As someone who has weathered decades of gender wars in an evangelical church, I can suspicion the evangelical answer.  For years, conservative Christians have made the argument that Paul's demands about women's roles pertain primarily to a church context.  The argument goes like this:  Michelle Bachmann could certainly be President of the United States and run the show; but if her husband were to lay down the law about, say, infant baptism or women in church office or transubstantiation, she'd have to suck it up and take his views of such things.  Paul's women-be-silent edict, after all, applies only to what happens in the pew.  On matters of when or where to wage war, whether to dismantle safety net for the poor, whether or not to add new taxes, or how to deal with radical Islam, biblically speaking, President Bachmann is totally untethered to the old man.  She's free as a bird.  

Strange, but I know that argument. 

"I don’t lose sleep over Marcus Bachmann as Oval Office puppeteer, mostly because I cannot imagine Michele Bachmann making it there," Ruth Marcus says. 

Quite frankly, I cannot imagine Ms.

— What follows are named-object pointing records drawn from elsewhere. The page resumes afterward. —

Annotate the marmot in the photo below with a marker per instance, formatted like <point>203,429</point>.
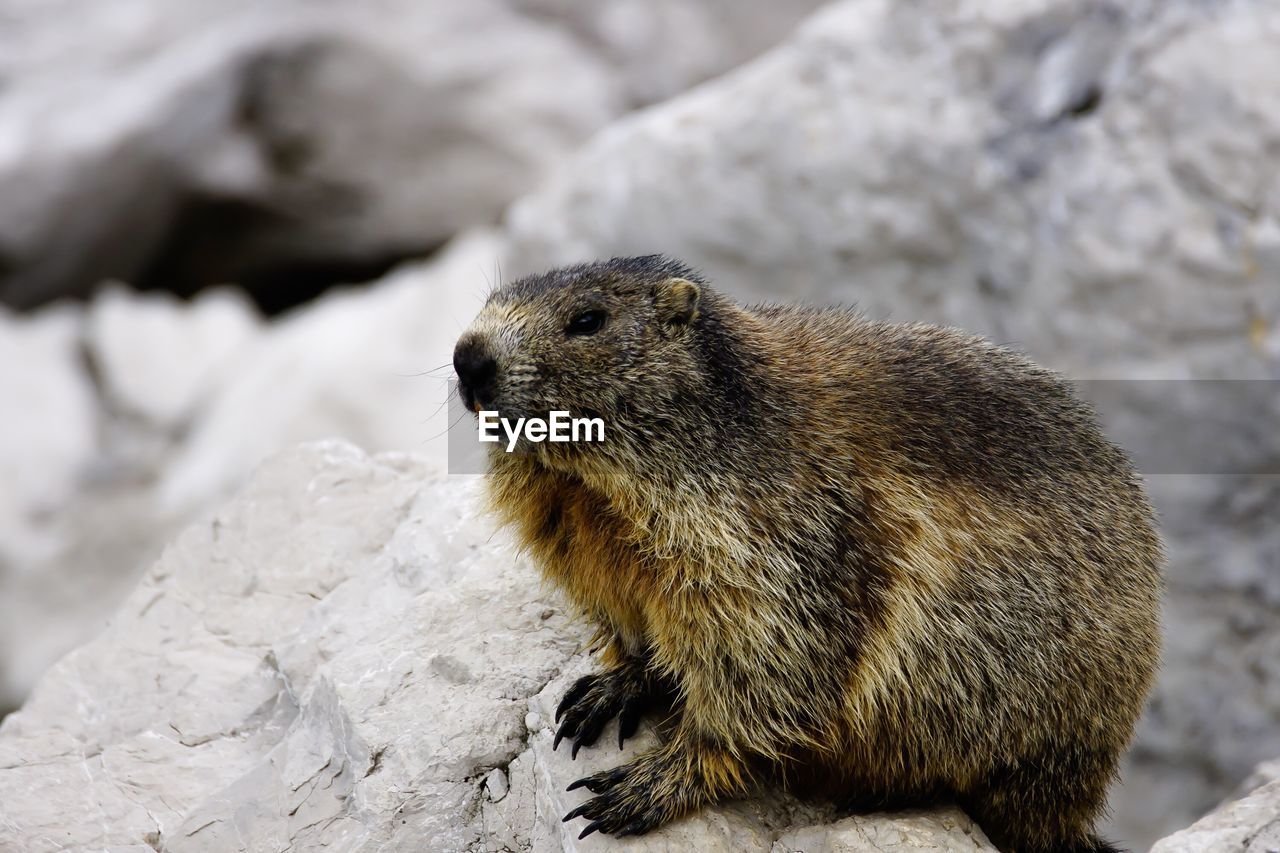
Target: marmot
<point>899,559</point>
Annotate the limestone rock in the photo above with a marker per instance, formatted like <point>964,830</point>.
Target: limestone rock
<point>49,428</point>
<point>346,656</point>
<point>196,141</point>
<point>158,357</point>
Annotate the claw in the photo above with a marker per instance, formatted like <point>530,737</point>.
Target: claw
<point>571,697</point>
<point>629,721</point>
<point>566,730</point>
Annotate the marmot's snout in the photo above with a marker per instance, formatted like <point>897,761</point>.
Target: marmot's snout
<point>478,373</point>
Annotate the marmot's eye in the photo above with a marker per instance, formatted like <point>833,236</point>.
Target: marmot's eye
<point>585,323</point>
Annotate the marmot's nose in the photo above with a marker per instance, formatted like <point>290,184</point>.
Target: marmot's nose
<point>476,369</point>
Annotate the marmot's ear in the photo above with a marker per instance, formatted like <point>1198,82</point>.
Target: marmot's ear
<point>676,300</point>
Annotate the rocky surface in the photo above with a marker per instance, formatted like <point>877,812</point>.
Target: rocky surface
<point>347,656</point>
<point>195,142</point>
<point>1088,181</point>
<point>133,416</point>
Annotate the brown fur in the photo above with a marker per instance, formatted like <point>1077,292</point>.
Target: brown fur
<point>892,556</point>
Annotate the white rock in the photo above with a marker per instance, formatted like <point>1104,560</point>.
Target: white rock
<point>344,657</point>
<point>1086,181</point>
<point>159,357</point>
<point>48,433</point>
<point>369,365</point>
<point>311,132</point>
<point>344,132</point>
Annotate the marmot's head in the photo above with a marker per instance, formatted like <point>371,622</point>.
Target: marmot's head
<point>581,340</point>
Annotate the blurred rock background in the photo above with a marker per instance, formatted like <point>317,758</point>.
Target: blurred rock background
<point>231,227</point>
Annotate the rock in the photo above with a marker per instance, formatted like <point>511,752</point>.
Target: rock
<point>197,142</point>
<point>369,365</point>
<point>191,142</point>
<point>191,398</point>
<point>48,443</point>
<point>1083,179</point>
<point>49,428</point>
<point>158,357</point>
<point>346,656</point>
<point>1248,825</point>
<point>661,48</point>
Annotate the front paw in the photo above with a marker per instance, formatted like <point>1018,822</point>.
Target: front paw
<point>626,801</point>
<point>594,699</point>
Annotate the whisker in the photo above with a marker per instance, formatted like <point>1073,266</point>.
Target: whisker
<point>425,373</point>
<point>443,432</point>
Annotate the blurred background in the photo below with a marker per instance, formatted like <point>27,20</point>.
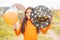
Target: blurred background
<point>7,31</point>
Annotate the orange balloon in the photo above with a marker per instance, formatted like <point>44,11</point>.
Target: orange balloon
<point>10,17</point>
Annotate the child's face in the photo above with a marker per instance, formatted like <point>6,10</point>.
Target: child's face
<point>28,12</point>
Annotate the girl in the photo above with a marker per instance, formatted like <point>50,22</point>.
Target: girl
<point>26,27</point>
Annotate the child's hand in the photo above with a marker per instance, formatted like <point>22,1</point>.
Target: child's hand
<point>16,25</point>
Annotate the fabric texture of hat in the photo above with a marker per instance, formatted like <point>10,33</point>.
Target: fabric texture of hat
<point>41,16</point>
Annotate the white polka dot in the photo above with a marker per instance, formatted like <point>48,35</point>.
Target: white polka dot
<point>48,16</point>
<point>37,25</point>
<point>41,26</point>
<point>32,14</point>
<point>46,23</point>
<point>35,16</point>
<point>31,18</point>
<point>39,15</point>
<point>35,12</point>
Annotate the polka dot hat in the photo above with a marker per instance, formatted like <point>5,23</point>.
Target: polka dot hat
<point>41,16</point>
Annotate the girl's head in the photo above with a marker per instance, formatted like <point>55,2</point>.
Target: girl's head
<point>28,11</point>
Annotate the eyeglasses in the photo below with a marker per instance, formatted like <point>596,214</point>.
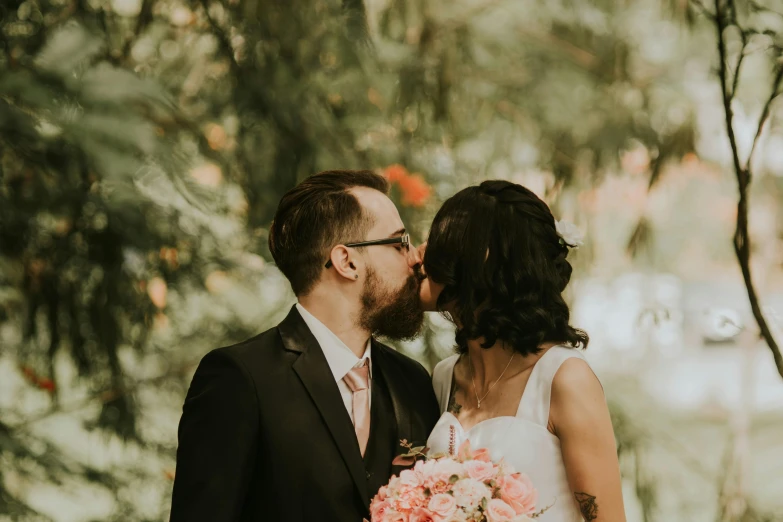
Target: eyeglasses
<point>404,240</point>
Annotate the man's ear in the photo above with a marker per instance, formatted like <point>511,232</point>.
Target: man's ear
<point>344,262</point>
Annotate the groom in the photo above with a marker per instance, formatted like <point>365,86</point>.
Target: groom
<point>302,422</point>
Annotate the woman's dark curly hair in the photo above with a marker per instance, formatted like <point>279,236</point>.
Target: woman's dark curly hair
<point>495,249</point>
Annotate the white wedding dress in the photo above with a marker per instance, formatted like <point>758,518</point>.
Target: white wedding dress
<point>522,440</point>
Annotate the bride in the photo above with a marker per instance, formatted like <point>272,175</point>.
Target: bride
<point>518,386</point>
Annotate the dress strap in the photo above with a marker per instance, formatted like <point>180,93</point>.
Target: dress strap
<point>534,405</point>
<point>442,376</point>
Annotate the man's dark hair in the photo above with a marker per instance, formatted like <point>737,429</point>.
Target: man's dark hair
<point>316,215</point>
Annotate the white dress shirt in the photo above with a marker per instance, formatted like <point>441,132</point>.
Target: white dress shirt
<point>339,357</point>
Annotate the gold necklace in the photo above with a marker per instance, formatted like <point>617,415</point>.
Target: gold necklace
<point>478,400</point>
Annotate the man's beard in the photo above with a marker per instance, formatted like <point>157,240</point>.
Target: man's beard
<point>397,314</point>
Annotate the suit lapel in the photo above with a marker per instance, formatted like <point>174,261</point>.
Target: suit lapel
<point>317,378</point>
<point>395,383</point>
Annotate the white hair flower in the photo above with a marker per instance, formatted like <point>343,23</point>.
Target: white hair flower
<point>569,234</point>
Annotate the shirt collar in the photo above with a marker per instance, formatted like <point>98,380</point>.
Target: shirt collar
<point>339,357</point>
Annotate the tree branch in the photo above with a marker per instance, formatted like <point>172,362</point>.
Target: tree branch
<point>725,15</point>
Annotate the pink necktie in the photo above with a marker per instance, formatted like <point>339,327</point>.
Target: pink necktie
<point>358,381</point>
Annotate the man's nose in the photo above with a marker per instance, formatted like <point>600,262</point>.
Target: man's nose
<point>414,257</point>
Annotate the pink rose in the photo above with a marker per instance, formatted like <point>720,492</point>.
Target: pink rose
<point>409,479</point>
<point>421,515</point>
<point>392,515</point>
<point>482,454</point>
<point>438,480</point>
<point>518,492</point>
<point>378,510</point>
<point>443,505</point>
<point>410,498</point>
<point>499,511</point>
<point>468,492</point>
<point>480,470</point>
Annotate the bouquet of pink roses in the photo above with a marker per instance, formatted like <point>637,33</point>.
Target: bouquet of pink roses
<point>466,487</point>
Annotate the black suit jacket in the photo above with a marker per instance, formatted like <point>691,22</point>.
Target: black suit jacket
<point>265,435</point>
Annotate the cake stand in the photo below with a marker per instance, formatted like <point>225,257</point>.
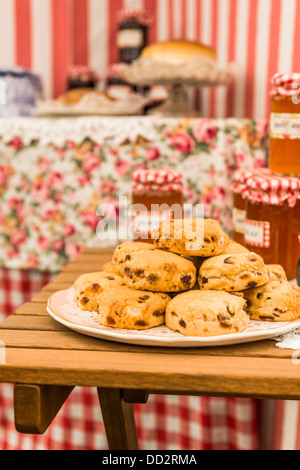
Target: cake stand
<point>146,72</point>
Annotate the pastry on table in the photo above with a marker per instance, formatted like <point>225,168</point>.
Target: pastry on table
<point>89,286</point>
<point>123,253</point>
<point>207,313</point>
<point>192,237</point>
<point>159,271</point>
<point>277,272</point>
<point>277,301</point>
<point>178,51</point>
<point>233,272</point>
<point>235,247</point>
<point>127,308</point>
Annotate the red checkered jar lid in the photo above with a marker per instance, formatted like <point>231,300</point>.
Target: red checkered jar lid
<point>241,177</point>
<point>285,84</point>
<point>271,189</point>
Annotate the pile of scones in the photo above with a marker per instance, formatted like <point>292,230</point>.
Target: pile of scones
<point>193,279</point>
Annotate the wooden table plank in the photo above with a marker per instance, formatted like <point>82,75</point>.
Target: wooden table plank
<point>31,322</point>
<point>193,374</point>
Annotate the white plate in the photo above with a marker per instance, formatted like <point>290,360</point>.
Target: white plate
<point>62,307</point>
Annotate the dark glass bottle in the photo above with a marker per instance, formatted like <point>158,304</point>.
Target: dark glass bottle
<point>132,36</point>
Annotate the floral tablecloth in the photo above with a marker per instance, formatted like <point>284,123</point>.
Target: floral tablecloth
<point>54,173</point>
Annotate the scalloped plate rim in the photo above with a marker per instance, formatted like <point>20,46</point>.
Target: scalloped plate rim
<point>105,333</point>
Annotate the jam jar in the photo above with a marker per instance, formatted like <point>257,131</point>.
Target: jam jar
<point>157,195</point>
<point>272,224</point>
<point>132,34</point>
<point>285,125</point>
<point>239,203</point>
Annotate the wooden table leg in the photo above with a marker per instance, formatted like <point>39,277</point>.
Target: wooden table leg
<point>36,406</point>
<point>118,418</point>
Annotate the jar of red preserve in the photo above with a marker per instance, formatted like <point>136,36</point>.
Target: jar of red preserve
<point>272,225</point>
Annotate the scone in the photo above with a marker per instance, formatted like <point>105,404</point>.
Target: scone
<point>207,313</point>
<point>159,271</point>
<point>108,267</point>
<point>275,302</point>
<point>192,237</point>
<point>234,248</point>
<point>130,309</point>
<point>233,273</point>
<point>89,286</point>
<point>123,252</point>
<point>277,273</point>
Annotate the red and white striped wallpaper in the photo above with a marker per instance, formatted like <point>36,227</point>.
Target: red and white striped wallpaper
<point>259,35</point>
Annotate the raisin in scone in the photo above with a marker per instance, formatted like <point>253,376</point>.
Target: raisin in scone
<point>277,301</point>
<point>233,272</point>
<point>207,313</point>
<point>123,253</point>
<point>131,309</point>
<point>277,273</point>
<point>192,237</point>
<point>108,267</point>
<point>89,286</point>
<point>234,248</point>
<point>159,271</point>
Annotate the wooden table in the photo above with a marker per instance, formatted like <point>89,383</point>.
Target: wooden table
<point>46,361</point>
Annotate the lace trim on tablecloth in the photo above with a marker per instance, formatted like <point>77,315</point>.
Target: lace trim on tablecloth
<point>58,131</point>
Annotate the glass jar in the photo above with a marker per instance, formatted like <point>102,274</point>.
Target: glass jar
<point>157,195</point>
<point>285,125</point>
<point>272,224</point>
<point>239,187</point>
<point>133,34</point>
<point>81,76</point>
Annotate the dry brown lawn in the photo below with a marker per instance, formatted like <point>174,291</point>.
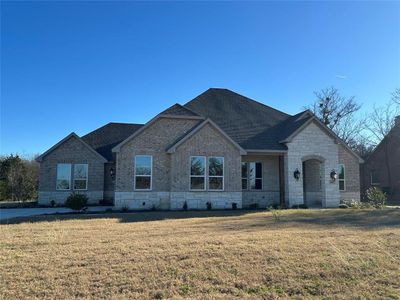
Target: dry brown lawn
<point>333,254</point>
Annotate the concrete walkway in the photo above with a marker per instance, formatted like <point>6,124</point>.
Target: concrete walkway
<point>9,213</point>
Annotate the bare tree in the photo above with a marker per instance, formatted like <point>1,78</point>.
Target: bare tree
<point>378,127</point>
<point>338,113</point>
<point>380,121</point>
<point>396,96</point>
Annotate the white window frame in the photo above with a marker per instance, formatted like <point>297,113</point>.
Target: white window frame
<point>248,188</point>
<point>255,175</point>
<point>344,178</point>
<point>70,174</point>
<point>223,174</point>
<point>374,183</point>
<point>244,178</point>
<point>87,178</point>
<point>151,173</point>
<point>201,176</point>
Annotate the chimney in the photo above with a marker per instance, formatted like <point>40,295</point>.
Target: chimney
<point>397,121</point>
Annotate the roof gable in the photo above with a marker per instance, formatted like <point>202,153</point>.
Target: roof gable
<point>178,110</point>
<point>238,116</point>
<point>313,119</point>
<point>67,138</point>
<point>103,139</point>
<point>194,130</point>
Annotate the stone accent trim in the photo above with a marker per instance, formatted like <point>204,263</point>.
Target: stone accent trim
<point>176,200</point>
<point>262,199</point>
<point>59,197</point>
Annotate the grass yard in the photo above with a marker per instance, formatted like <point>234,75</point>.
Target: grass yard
<point>340,254</point>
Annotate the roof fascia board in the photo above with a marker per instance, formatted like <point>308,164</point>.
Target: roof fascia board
<point>265,152</point>
<point>72,134</point>
<point>172,149</point>
<point>181,117</point>
<point>337,139</point>
<point>148,124</point>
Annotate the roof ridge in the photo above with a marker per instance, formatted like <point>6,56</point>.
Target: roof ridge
<point>110,123</point>
<point>265,105</point>
<point>240,95</point>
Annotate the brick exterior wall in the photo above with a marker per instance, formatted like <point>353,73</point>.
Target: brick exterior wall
<point>269,194</point>
<point>352,175</point>
<point>311,143</point>
<point>170,187</point>
<point>71,151</point>
<point>170,178</point>
<point>154,141</point>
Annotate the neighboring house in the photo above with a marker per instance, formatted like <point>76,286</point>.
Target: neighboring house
<point>382,168</point>
<point>220,148</point>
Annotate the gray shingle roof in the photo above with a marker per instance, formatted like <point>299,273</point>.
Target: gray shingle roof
<point>251,124</point>
<point>178,110</point>
<point>106,137</point>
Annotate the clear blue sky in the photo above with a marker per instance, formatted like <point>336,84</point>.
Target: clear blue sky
<point>74,66</point>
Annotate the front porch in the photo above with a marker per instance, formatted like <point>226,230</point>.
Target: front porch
<point>282,179</point>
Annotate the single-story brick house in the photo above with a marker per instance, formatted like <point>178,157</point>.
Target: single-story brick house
<point>220,148</point>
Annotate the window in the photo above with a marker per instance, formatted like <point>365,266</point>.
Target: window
<point>244,176</point>
<point>63,177</point>
<point>80,176</point>
<point>342,184</point>
<point>252,176</point>
<point>374,178</point>
<point>143,172</point>
<point>215,173</point>
<point>197,172</point>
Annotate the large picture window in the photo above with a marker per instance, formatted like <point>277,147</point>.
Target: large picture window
<point>80,176</point>
<point>374,178</point>
<point>342,176</point>
<point>63,177</point>
<point>244,176</point>
<point>252,176</point>
<point>215,173</point>
<point>197,172</point>
<point>143,172</point>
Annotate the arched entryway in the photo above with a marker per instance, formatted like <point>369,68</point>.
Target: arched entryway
<point>313,180</point>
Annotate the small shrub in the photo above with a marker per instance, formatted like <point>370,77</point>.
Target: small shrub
<point>376,197</point>
<point>76,201</point>
<point>276,206</point>
<point>158,295</point>
<point>298,206</point>
<point>276,213</point>
<point>253,206</point>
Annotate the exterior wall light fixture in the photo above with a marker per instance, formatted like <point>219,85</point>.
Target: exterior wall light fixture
<point>296,174</point>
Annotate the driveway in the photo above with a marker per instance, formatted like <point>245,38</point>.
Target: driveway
<point>9,213</point>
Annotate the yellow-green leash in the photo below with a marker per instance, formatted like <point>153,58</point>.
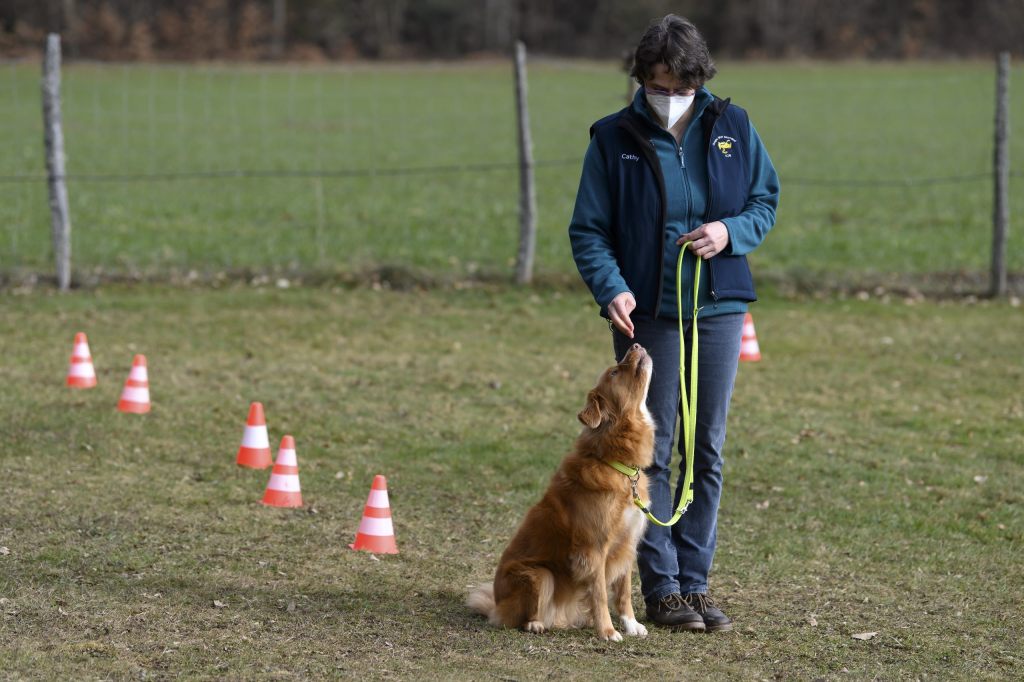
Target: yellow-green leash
<point>687,398</point>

Bachmann making it there myself, but, listen, Minnesota has already given us Jesse Ventura. 

What I can't imagine is the Michelle Bachmann we all know and love being a truly Pauline-defined submissive helpmeet, period, despite her darlingly righteous claim.  For most of my life, I've had this itching suspicion that those evangelical women who most love to trumpet their peculiarly submissive roles are the same ones who appear--at least by my estimation--to be jerking up the family trousers about their own loins every morning.  They are submissive and their husbands know it because they have made it perfectly clear to them that they are. 

So there.

2 comments:

Seriously Though said...

I think the word submissive is often misunderstood. the Proverbs "noble woman" verses describe a lady who owns her own manufacturing, distribution, retail company. She's involved in real estate transactions oversees a large agricultural businesses, all on her own. Yet she is still as a jewel in her husband's crown.

Anonymous said...

I know those women you're talking about, Jim. They rant about how women should have no power in churches while their shy husbands cower and blush beside them.

As for Michelle Bachmann, she is going nowhere. Thank goodness for that. Obama will take 2012. His wife will make him win.